Ás 3 da tarde leio a receita: tarte de maçã com cobertura crocante.
Devia ter suspeitado que aquela quantidade absurda de farinha atirada para cima da massa, sem ser mexida, sem ser revolta, era mau pronúncio. Como em tudo na vida, as coisas para terem gosto devem misturar-se umas com as outras e a farinha, queria-se ali, orgulhosamente só, por cima da massa e da maçã.
Ás 3 e meia da tarde, ignorando o egocentrismo da farinha, atirei-me aos ovos, à manteiga, à forma.
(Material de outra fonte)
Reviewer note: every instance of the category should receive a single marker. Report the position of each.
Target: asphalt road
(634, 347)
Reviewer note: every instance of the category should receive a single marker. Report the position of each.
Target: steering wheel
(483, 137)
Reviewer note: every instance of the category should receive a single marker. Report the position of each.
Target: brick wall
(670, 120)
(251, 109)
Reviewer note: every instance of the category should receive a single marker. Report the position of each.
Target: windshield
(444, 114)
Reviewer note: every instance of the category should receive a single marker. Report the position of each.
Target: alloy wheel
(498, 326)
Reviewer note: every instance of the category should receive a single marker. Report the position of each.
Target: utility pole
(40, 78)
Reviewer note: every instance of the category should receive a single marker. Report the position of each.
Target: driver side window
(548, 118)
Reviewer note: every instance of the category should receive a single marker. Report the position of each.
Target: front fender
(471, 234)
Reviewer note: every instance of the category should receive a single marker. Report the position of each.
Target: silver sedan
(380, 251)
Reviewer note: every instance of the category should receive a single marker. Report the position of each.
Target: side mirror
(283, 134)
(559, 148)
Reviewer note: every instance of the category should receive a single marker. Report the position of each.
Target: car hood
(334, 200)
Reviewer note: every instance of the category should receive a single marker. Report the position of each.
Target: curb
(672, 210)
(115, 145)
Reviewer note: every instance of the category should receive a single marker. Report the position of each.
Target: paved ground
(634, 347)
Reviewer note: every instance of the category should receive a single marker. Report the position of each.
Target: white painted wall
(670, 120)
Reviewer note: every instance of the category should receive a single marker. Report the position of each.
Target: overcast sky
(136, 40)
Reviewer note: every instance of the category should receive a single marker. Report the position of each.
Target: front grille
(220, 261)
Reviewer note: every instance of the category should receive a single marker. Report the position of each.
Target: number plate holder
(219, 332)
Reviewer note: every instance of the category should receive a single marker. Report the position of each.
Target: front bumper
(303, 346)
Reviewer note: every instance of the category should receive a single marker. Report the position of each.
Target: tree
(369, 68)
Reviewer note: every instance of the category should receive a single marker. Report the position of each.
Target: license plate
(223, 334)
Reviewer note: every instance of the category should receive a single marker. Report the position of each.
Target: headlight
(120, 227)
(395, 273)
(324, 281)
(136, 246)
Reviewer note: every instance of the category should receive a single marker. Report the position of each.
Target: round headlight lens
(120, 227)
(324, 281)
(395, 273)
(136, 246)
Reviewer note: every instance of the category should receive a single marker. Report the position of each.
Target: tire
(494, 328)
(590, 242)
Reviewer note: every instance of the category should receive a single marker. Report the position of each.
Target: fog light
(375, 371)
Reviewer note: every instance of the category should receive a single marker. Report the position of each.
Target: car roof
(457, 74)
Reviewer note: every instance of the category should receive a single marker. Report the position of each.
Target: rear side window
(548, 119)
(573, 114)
Um nojo, em menos de 10 minutos tinha a cozinha num nojo.
Meia hora depois, aquilo, aquilo que se diz, tarte de maçã com cobertura crocante, estava pronta para ir ao forno.
Ás 4 horas, continuava a tentar ligar o forno da cozinha da casa dos meus pais, e suava e bufava e revirava as grelhas e aquela porcaria não acendia.
Ás 4 da tarde, com o forno já aceso, a cozinha feito campo de batalha e a tarte já ao lume, começa a sentir-se um cheiro estranho.
Ignorei solenemente. Sentada no sofá da sala, pensei: é a porcaria da farinha a misturar-se com o resto, snobe dum raio ainda por cima teima em cheirar mal.
Ás 4 e 10 da tarde, o cheiro da farinha snobe, confundia-se com o cheiro de um incêncio. Um cheiro de infância, quando o primo pegou fogo á palha do galinheiro na casa da avó e por pouco não houve mortos. As galinhas.
Resolvi levantar-me. Segui a nuvem de fumo, como sinal primitivo de contacto: a besta da farinha queria travar-se de conhecimento. Bom, já não era só a farinha...o forno ardia e não sei como, nem porquê.
Ás 4 e 15, desliguei o gás e atirei com água para dentro do forno, em mais uma ideia de uma tarde de ideias inteligentes. Apaguei o fogo. Resgatei a tarte.
Agora, a esta hora, ninguém entra na cozinha. Eu, sinto-me uma refugiada gastronómica, apatria e pestilenta. A puta da farinha, nem na iminência de um destino ainda mais trágico, se dignou a misturas.
Amanha, experimento outra receita.
1 comentário:
Pelo menos a temperatura aí em casa aumentou um bocado. É que já não se aguenta este tempo, não se aguenta!